Getting married isn’t going to solve our inabilities to wake up for Fajr or get up for qiyam. We need to develop our own selves without expecting marriage to somehow magically change our lives. Marriage can be a great tool of self-improvement and can help us change for the best, with Allah’s will. Marriage is amongst the greatest blessings that Allah (swt) can bestow on a person; and the creation of a family, and taking care of that family, is amongst the greatest acts of worship. But if we are not personally working on ourselves now, how can we expect that it will be easier with the additional baggage of another individual who is also imperfect?’ - Maryam Amirebrahimi
Saya mendapatkan quote itu dari blognya Naya . Di sana Naya curhat tentang dia yang baru nyadar bahwa selama ini keinginannya untuk menikah didasari niat yang ‘salah’. Ingin punya teman halal yang menemani kemana saja dan kapan saja, ingin ada yang ngingetin ibadah, ingin punya teman diskusi sepanjang waktu, sampai alasan ingin menyusul teman-teman yang udah duluan menikah.

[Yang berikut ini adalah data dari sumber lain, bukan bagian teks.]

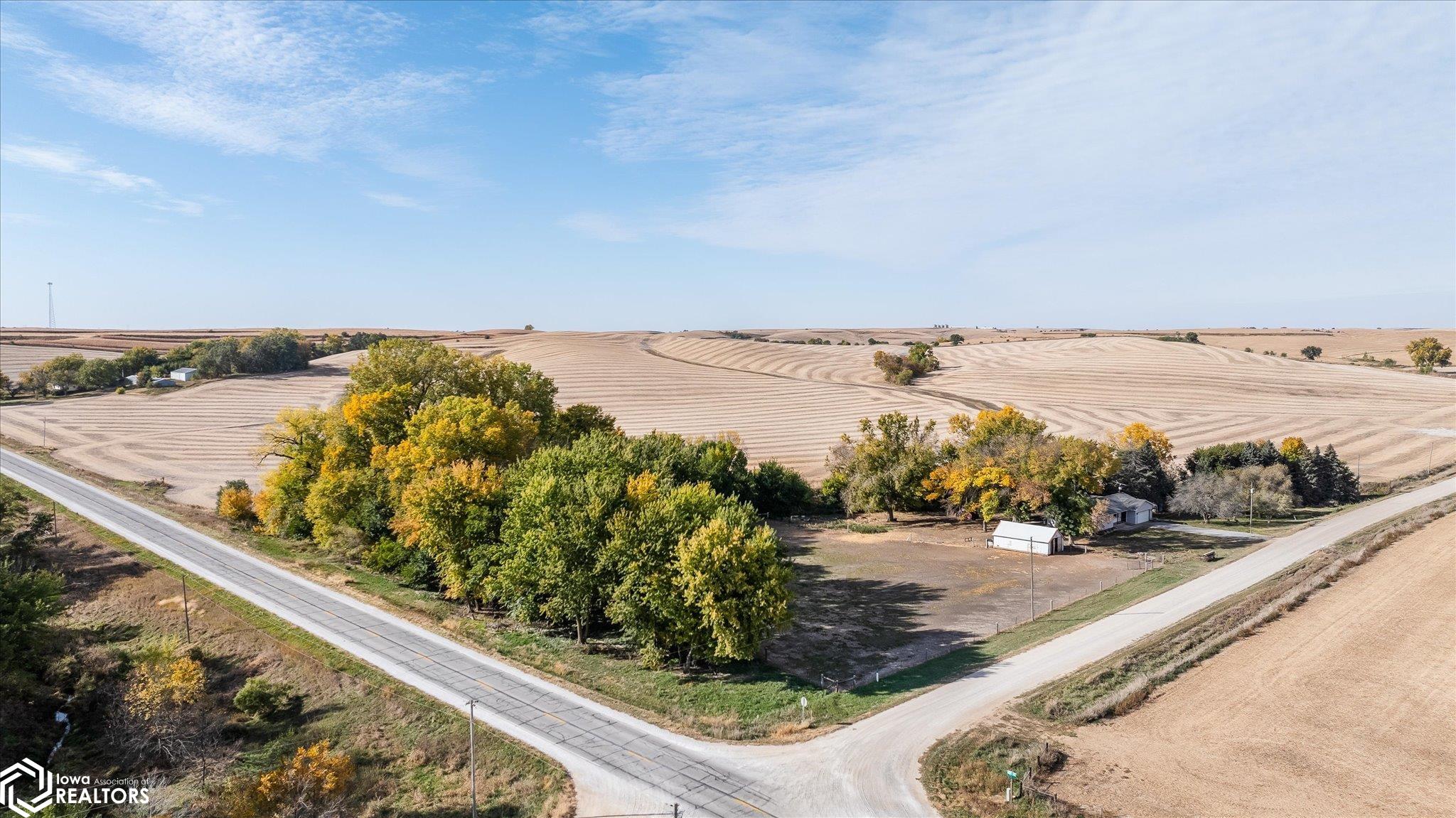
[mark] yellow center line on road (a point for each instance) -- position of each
(749, 805)
(640, 755)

Kenapa alasan-alasan itu ‘salah’?
- Ingin punya teman yang menemani kemana saja & kapan saja -> Lah, memangnya pasanganmu ga punya kehidupan sendiri? Dia juga bakal cari nafkah, mengerjakan hobi, kumpul sama teman-teman. Alhamdulillah kalau bisa selalu serumah. Lah kalau jodohmu harus LDR?

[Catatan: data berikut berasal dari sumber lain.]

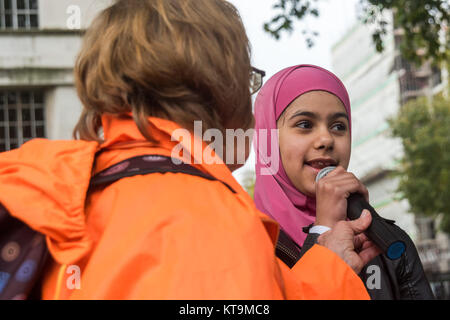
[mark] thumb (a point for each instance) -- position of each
(362, 223)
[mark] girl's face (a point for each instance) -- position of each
(313, 134)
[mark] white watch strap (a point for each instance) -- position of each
(319, 229)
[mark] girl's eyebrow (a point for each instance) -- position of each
(315, 116)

- Ada yang ngingetin ibadah -> Serius nih, mengandalkan orang lain untuk mengingatkanmu ibadah? Terus selama ini, belum ada yang ngingetin, ibadahmu gimana?
- Ingin punya teman diskusi sepanjang waktu -> Teman diskusi iya, tapi ya gak sepanjang waktu juga sih. Alasannya sama dengan poin pertama.
- Ingin menyusul teman-teman -> Ayolah. Menikah itu bukan perlombaan.
Saya jadi teringat, teman saya, cewek, pernah pasang status di fb kira-kira isinya begini, “Duh.. pusing! Kalau gini caranya mending nikah aja deh!” Kalau ga salah waktu itu dia lagi pusing urusan kuliah. Skripsi mungkin. Lah terus dengan nikah masalah skripsimu beres, gitu?
Teman saya yang lain juga pernah ingin nikah dengan alasan, “Biar ga usah kerja. Kan udah ada yang nanggung biaya hidup.” Yang membuat saya geleng-geleng kepala tapi diam-diam berdoa, semoga ia mendapat suami yang penghasilannya cukup sehingga ia ga perlu bekerja. Aaamiiin..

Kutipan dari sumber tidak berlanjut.